We know that because of different laws and policies, all states certainly aren’t equal. The Center for Education Reform’s annual report card on states’ charter-friendliness is the leading example.
But today the Fordham Institute released a report that takes a closer look at 100 charter schools in 26 different states, rating them on a carefully-developed metric of autonomy in the areas of: Vision and Culture, Program, Staffing, and Financial and Governance.
An interesting aspect of the report was not only taking into account the effect of state laws but also adding the impact of contracts signed between charter schools and their authorizers (e.g., school districts) on autonomy in these different areas.

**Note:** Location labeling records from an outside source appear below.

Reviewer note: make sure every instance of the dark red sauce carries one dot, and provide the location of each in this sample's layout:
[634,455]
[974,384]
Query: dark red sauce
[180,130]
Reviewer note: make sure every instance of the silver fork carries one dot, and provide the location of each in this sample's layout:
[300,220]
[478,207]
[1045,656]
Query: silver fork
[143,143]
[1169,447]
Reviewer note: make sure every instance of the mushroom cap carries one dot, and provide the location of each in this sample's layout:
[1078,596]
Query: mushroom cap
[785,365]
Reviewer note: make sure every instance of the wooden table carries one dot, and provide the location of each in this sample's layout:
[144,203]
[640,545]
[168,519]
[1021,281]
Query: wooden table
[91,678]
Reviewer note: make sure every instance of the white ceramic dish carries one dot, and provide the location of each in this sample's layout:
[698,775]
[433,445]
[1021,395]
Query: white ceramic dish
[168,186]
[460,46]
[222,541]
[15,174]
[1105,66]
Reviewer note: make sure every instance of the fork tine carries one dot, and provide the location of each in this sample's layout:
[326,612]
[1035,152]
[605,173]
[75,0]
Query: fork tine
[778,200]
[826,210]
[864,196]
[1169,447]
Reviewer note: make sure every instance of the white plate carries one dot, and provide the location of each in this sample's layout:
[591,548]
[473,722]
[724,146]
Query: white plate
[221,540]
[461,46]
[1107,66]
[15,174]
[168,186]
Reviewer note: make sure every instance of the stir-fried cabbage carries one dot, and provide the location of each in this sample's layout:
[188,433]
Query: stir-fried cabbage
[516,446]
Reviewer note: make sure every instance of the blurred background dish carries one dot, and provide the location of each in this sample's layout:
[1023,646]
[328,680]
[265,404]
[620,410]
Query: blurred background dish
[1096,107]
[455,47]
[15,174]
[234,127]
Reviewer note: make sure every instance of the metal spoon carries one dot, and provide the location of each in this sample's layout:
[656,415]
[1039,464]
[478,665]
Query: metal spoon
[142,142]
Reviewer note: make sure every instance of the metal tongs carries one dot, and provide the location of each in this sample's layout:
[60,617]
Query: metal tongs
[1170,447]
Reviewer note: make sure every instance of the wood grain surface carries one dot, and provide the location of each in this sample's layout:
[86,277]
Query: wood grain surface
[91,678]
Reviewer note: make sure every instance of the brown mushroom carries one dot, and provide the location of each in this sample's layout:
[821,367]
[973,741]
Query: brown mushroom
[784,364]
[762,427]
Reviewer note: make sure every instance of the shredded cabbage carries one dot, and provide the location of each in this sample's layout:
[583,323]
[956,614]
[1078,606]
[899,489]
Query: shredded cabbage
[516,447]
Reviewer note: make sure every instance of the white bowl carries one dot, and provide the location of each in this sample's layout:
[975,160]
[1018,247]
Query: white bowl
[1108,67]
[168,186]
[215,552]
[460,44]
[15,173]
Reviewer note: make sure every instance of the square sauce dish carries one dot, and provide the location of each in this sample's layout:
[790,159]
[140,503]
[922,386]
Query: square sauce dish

I have to say that I was somewhat surprised to see where Colorado ranked. According to this report, only five state laws ranked lower in charter autonomy: Maryland, New Mexico, Tennessee, Wisconsin and Georgia (conversion schools only, not-start ups). The four Colorado schools looked at ranked from C- to D+, or about 65th to 75th out of 100 (authorizer’s names in parentheses, grade in bold):
- Provost Academy online high school (Charter School Institute): 71% C-
- Thomas MacLaren Charter School, Colorado Springs (Charter School Institute): 68% D+
- Envision Leadership Prep, Denver (Denver Public Schools): 68% D+
- West Denver Prep (Denver Public Schools): 68% D+
To be clear, these grades don’t reflect on how well a school performs — for example, West Denver Prep is a top-flight performer in improving opportunity and achievement for middle school students from poorer families — just how much autonomy they are provided to do the hard work of educating their students. But Colorado policy makers may have some serious considerations to examine here that would help raise our state’s grades.